Produk mereka bahkan diminati pembeli dari Korea, Jepang, hingga Turki. Selain itu, salah satu BUMN transportasi mempercayakan produksi seragam bernuansa budaya Nusantara kepada mereka. Peluang tersebut membuka akses pasar yang lebih luas bagi pengrajin lokal. Keberhasilan ini menunjukkan batik tradisional tetap relevan di pasar modern.
Yoga menilai keikutsertaan di Inacraft 2025 bersama Pertamina membuka banyak peluang baru bagi usahanya. Ia menyebut omzet meningkat signifikan dan perhatian dari calon pembeli luar negeri semakin besar. Menurut dia, dukungan Pertamina tidak hanya berupa ruang pamer, tetapi juga pendampingan usaha yang manfaatnya terasa langsung. Pengalaman itu menjadi modal penting untuk memperkuat ekspansi usaha ke depan.
Inovasi Batik Hijau
Kisah serupa datang dari Smart Batik Yogyakarta yang memperkenalkan Batik Sawit, kain batik ramah lingkungan berbasis inovasi. Produk ini memadukan kearifan lokal dengan teknologi hijau yang semakin diminati pasar. Kehadirannya menunjukkan industri batik dapat berkembang tanpa meninggalkan aspek keberlanjutan. Inovasi tersebut menjadi pembeda di tengah ketatnya persaingan produk kreatif.
Founder Smart Batik, Miftahudin Nur Ihsan, menyebut pameran pertamanya bersama Pertamina berjalan sangat baik. Ia mengaku memperoleh banyak relasi baru dan peluang kolaborasi dengan berbagai pihak. Salah satu pertemuan yang paling berkesan adalah dengan Duta Besar RI untuk Meksiko, Toferry Primanda Soetikno. Menurut dia, jaringan semacam itu sangat penting untuk membuka pasar yang lebih luas.

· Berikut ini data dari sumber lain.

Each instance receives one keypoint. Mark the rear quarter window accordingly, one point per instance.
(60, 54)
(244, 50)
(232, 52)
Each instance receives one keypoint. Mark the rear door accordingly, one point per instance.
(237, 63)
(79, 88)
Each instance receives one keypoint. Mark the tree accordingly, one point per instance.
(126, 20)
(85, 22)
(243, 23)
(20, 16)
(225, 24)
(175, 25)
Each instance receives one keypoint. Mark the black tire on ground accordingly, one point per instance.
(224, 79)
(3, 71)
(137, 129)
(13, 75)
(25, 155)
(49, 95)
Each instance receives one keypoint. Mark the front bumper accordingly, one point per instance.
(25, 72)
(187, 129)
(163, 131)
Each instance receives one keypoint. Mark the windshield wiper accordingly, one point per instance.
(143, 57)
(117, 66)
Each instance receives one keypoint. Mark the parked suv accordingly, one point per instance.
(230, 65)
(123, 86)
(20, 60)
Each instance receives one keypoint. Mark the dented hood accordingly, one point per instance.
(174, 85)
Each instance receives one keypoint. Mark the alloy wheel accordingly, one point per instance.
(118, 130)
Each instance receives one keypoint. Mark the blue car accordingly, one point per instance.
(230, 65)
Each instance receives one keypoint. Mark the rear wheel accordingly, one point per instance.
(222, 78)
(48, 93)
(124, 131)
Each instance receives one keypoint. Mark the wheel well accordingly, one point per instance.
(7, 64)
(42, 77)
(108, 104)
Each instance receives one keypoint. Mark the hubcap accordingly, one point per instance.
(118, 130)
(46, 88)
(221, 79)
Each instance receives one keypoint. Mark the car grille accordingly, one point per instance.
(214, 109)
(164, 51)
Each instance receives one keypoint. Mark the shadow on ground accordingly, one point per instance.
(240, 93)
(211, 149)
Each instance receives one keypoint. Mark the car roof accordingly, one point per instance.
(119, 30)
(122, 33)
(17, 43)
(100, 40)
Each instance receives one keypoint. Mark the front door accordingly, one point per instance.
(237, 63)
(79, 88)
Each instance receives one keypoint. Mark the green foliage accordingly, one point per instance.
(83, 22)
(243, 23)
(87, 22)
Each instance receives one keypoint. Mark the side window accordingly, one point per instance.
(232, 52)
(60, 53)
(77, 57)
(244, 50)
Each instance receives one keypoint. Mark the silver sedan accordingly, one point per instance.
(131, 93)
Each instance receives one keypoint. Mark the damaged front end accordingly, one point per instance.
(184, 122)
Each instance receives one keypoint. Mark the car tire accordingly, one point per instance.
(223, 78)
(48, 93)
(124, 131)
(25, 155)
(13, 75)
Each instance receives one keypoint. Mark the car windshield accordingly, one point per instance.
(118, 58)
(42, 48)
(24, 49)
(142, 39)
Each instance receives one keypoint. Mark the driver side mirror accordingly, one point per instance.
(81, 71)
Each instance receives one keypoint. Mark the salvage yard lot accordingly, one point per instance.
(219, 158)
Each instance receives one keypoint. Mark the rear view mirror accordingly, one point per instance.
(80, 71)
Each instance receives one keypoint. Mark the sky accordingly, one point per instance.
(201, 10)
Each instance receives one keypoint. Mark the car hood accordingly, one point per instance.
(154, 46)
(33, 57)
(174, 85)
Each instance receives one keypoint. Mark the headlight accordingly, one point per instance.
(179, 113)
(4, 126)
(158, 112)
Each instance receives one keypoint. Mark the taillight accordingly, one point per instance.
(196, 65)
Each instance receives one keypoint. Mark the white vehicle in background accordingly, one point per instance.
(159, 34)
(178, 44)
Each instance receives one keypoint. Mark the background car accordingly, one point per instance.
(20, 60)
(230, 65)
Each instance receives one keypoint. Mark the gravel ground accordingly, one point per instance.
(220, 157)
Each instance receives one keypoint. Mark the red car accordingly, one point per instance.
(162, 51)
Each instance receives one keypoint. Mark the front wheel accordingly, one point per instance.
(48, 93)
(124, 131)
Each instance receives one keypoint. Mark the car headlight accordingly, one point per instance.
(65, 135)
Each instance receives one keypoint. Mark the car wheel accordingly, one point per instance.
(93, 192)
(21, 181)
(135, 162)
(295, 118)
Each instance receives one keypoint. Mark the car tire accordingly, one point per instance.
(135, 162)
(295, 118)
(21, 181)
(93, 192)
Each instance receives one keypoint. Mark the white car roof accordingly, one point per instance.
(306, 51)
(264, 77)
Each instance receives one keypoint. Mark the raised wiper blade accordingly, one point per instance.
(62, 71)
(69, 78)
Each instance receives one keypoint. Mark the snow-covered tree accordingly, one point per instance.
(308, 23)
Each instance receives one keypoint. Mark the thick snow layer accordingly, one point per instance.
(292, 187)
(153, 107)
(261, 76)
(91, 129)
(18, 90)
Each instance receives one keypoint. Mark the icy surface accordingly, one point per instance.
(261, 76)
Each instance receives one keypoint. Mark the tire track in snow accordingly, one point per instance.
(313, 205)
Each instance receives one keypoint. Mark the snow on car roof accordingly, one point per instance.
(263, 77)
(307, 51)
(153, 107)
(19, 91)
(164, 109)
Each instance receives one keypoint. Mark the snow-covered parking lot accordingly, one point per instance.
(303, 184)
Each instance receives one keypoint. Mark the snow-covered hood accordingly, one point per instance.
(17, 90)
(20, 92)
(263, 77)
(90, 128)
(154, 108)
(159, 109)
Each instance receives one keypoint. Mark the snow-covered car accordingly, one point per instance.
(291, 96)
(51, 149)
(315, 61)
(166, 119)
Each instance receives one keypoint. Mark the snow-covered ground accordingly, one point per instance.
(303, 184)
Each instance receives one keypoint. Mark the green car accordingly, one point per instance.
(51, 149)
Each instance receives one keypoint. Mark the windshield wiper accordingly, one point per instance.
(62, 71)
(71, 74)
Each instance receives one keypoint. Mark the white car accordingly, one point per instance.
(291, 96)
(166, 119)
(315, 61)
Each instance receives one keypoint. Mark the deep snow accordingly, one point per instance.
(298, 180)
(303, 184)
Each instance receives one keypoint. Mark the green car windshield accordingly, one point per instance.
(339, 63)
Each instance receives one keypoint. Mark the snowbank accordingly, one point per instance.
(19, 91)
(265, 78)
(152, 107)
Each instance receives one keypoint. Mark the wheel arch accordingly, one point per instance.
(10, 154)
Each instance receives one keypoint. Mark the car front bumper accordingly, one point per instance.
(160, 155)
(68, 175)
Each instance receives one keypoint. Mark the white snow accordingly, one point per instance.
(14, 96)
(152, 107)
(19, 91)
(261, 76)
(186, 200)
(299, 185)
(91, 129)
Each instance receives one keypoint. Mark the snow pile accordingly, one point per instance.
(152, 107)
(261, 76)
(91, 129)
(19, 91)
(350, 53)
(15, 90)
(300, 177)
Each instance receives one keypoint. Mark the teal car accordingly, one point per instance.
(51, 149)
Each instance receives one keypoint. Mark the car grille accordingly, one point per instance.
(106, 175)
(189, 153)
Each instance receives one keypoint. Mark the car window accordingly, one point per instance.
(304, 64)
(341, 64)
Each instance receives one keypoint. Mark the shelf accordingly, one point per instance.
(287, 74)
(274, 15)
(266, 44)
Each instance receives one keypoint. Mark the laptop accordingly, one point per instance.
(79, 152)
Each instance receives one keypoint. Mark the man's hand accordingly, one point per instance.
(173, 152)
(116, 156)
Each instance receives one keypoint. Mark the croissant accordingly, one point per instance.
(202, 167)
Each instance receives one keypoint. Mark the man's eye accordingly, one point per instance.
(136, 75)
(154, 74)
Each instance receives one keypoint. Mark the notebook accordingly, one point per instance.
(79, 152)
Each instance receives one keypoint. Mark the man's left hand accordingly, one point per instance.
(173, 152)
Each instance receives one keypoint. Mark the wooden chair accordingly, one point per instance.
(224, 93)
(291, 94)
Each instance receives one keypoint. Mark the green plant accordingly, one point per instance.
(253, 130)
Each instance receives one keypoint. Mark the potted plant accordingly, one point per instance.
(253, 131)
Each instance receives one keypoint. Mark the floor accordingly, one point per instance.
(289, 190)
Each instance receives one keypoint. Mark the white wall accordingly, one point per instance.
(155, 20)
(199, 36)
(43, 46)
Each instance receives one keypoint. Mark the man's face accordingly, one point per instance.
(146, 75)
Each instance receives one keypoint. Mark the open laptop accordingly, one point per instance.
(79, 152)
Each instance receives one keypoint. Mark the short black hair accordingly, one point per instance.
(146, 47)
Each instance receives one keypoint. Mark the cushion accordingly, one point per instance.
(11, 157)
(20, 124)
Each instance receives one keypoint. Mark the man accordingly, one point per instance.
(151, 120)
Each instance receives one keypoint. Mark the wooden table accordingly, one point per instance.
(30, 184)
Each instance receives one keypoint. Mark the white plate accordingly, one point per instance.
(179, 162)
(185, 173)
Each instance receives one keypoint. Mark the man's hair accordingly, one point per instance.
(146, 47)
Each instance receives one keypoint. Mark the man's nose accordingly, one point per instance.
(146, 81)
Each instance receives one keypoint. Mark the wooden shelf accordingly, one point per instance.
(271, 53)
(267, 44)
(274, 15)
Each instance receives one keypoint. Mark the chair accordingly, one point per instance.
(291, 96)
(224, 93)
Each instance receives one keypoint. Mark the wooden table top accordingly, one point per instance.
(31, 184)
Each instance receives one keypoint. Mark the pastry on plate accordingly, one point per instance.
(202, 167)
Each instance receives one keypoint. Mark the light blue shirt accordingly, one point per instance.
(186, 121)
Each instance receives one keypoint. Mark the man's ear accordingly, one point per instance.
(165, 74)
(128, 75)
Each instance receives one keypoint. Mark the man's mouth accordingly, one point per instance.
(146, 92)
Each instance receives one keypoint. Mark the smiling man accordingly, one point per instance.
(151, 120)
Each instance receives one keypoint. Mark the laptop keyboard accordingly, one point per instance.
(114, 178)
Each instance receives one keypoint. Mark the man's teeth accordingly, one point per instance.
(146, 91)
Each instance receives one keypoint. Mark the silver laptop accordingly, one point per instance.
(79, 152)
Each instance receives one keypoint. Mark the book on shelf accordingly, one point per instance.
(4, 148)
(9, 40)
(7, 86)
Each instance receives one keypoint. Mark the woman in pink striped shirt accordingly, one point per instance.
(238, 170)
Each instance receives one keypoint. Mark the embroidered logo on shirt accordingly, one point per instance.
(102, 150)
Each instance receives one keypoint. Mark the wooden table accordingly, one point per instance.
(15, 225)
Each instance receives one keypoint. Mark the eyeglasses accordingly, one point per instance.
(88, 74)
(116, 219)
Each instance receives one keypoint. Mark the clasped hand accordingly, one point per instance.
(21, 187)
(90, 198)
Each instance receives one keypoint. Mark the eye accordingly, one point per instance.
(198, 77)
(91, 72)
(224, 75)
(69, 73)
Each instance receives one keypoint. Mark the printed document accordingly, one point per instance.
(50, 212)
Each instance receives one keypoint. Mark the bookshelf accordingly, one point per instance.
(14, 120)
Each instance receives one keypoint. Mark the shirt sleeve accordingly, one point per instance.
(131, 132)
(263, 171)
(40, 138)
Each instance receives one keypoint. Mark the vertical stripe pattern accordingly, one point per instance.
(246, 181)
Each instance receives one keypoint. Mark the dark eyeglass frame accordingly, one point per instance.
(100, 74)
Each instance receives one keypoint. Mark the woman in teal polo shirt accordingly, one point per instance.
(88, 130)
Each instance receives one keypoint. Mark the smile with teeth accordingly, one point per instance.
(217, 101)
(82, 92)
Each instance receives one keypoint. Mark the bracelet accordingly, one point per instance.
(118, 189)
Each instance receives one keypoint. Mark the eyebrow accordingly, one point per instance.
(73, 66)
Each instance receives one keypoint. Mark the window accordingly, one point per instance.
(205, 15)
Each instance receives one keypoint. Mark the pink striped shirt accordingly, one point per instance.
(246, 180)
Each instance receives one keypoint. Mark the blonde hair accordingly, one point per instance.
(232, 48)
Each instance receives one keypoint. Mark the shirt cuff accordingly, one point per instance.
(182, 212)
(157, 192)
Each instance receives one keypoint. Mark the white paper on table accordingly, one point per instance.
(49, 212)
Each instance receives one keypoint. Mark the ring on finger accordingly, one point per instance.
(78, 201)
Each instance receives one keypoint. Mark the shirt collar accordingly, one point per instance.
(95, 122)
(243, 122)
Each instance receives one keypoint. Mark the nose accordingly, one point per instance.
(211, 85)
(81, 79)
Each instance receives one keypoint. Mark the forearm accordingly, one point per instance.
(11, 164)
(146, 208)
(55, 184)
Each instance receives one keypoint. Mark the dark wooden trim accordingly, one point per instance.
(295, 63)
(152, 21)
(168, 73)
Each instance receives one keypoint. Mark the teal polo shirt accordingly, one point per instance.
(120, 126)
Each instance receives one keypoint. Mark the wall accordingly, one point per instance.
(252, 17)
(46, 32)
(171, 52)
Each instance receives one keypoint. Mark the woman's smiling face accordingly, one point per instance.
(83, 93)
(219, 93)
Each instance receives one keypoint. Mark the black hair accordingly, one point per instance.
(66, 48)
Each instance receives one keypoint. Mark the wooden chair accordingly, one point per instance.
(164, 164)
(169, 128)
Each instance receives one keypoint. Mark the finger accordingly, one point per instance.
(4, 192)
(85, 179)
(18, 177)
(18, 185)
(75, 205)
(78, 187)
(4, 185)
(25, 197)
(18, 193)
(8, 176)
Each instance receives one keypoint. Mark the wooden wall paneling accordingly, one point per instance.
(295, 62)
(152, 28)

Saat ini Smart Batik memberdayakan 65 ibu-ibu pembatik di Yogyakarta. Model usaha tersebut bukan hanya menjaga produksi tetap berjalan, tetapi juga memberi dampak sosial bagi keluarga para perajin. Keterlibatan perempuan menjadi salah satu kekuatan utama dalam menjaga kesinambungan usaha. Di sisi lain, nilai budaya batik tetap terjaga melalui proses produksi yang berbasis keterampilan tradisional.
Pertumbuhan dua UMKM itu memperlihatkan bahwa pameran berskala nasional masih menjadi ruang penting bagi pelaku usaha kecil. Di tempat seperti ini, produk tidak hanya dipamerkan, tetapi juga diuji langsung oleh pasar. Jika pendampingan, promosi, dan akses jejaring terus diperkuat, peluang UMKM untuk naik kelas akan semakin besar. Pertamina menilai keberhasilan semacam ini juga membawa dampak sosial dan budaya yang nyata.
Dorongan untuk Ekonomi Kreatif
Pertamina menegaskan dukungan terhadap UMKM merupakan bagian dari upaya memperkuat ekonomi kreatif nasional. Fokusnya tidak hanya pada transaksi saat pameran, tetapi juga pada keberlanjutan usaha setelah acara berakhir. Dengan cara itu, pelaku usaha diharapkan tidak berhenti pada momentum sesaat. Mereka perlu memiliki kapasitas yang cukup untuk bertahan dan berkembang.
Fadjar mengatakan keberhasilan UMKM tidak semata diukur dari angka penjualan. Menurut dia, dampak sosial dan budaya juga harus menjadi ukuran penting dalam menilai keberhasilan pembinaan. Pandangan itu sejalan dengan karakter banyak UMKM binaan yang membawa identitas daerah masing-masing. Nilai tersebut menjadi pembeda sekaligus kekuatan kompetitif di pasar.
Inacraft 2025 menjadi bukti bahwa produk lokal dapat menarik perhatian pasar yang lebih luas ketika dikemas dengan baik. Kehadiran buyer dari luar negeri menunjukkan potensi ekspor masih terbuka lebar. Pada saat yang sama, apresiasi dari tokoh nasional memperkuat kepercayaan diri pelaku usaha. Kondisi itu memberi sinyal positif bagi perkembangan industri kreatif berbasis UMKM.
Dengan peningkatan omzet, perluasan jejaring, dan dukungan pendampingan, UMKM binaan Pertamina memiliki ruang tumbuh yang lebih besar. Pencapaian tersebut diharapkan menjadi inspirasi bagi pelaku usaha lain untuk terus berinovasi. Jika konsistensi pembinaan terjaga, kontribusi UMKM terhadap ekonomi nasional akan semakin signifikan. Momentum ini juga menunjukkan bahwa usaha kecil dapat memberi dampak besar bagi masyarakat.